アジア太平洋地域の若者たちによるトークセッション「僕たちの理想の学校」

 全世界で既に1,000人が全コースの受講を完了、約10,000人が能動的に学んでいるそうです。受講者の95%が受講内容に満足し、ディスレクシアを持つ児童・生徒が直面する困難について理解を深めることができたと話していました。コースを受講した人が内容や実践方法などについて質問したい場合には、オンラインで質疑応答が可能なフォーラムも設置されており、ディスレクシアの指導法を広めるネットワーク構築にも一役買っています。

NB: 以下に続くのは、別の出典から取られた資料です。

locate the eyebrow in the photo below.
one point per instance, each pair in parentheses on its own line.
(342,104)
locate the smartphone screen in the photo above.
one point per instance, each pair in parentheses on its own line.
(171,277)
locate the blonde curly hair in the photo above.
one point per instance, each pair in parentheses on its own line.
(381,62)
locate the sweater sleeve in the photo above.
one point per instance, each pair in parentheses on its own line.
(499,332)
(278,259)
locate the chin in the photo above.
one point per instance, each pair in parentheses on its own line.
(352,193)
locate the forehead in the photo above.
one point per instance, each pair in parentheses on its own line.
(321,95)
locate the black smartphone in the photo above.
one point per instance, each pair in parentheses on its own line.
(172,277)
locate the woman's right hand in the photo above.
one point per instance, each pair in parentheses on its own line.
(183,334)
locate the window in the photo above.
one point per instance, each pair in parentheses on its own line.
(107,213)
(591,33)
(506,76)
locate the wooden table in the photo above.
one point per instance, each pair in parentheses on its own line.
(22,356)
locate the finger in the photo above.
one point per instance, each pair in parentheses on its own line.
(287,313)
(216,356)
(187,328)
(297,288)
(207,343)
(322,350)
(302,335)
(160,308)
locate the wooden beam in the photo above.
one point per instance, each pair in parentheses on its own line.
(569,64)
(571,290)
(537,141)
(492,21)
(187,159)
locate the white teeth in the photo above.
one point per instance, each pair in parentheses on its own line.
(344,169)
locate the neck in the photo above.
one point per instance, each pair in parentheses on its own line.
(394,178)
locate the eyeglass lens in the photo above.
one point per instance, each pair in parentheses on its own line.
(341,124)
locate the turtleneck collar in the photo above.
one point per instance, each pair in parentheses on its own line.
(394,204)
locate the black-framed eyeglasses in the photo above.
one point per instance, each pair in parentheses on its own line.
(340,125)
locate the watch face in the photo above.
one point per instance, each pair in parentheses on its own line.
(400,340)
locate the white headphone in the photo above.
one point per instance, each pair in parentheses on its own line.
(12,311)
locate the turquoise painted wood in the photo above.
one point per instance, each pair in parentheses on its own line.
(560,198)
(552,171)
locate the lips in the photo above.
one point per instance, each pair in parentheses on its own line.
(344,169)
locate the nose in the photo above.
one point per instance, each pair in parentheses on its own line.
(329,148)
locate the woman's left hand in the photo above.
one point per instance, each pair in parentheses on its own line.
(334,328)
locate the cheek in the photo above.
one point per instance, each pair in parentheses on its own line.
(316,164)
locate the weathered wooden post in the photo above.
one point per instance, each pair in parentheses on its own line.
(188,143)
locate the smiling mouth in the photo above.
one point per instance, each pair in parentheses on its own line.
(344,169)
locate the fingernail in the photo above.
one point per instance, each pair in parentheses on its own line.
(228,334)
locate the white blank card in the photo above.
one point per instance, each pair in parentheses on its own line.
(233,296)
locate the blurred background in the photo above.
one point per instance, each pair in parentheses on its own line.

トンプソン博士の話を聞いた、ディスレクシアと診断された子どもを持つ親からは、「ディスレクシアを持つ子どもにどのタイミングでどのように説明するのが良いか」という質問が出されました。それに対し、トンプソン博士は「学習面で困難に直面しているかもしれないが、ただ学ぶスタイルが人と異なるだけ。どう伝えるかは個々によるのでセンシティブだが、できるだけ早い段階で本人がそのことを理解できる方が良い」と語っていました。
ディスレクシアの英国人画家マッケンジー・ソープ氏の絵画展も開催

ディスレクシアの英国人画家マッケンジー・ソープ氏の絵画展も開催


国内外から参加した児童・生徒は、学校が好きだったかどうか聞かれ、「理解のある先生と出会ってから、学校が楽しくなった」、「学校の先生たちは僕が勉強できないと諦めていたが、学習障害があるのではと気づいた先生がいてくれたおかげで、ディスレクシアの診断を受け、その後成績が上がった」などと経験談を語っていました。

フェスティバルの翌13日には、東京・赤坂の日本財団ビルで関係者による会議が開かれ、教員向けオンラインコースをいかに日本で普及するかについて議論されました。今後、フェスティバルでの議論を基にさらに検討を重ね、英語でのオンラインコースに字幕を付けた日本語版を制作する予定です。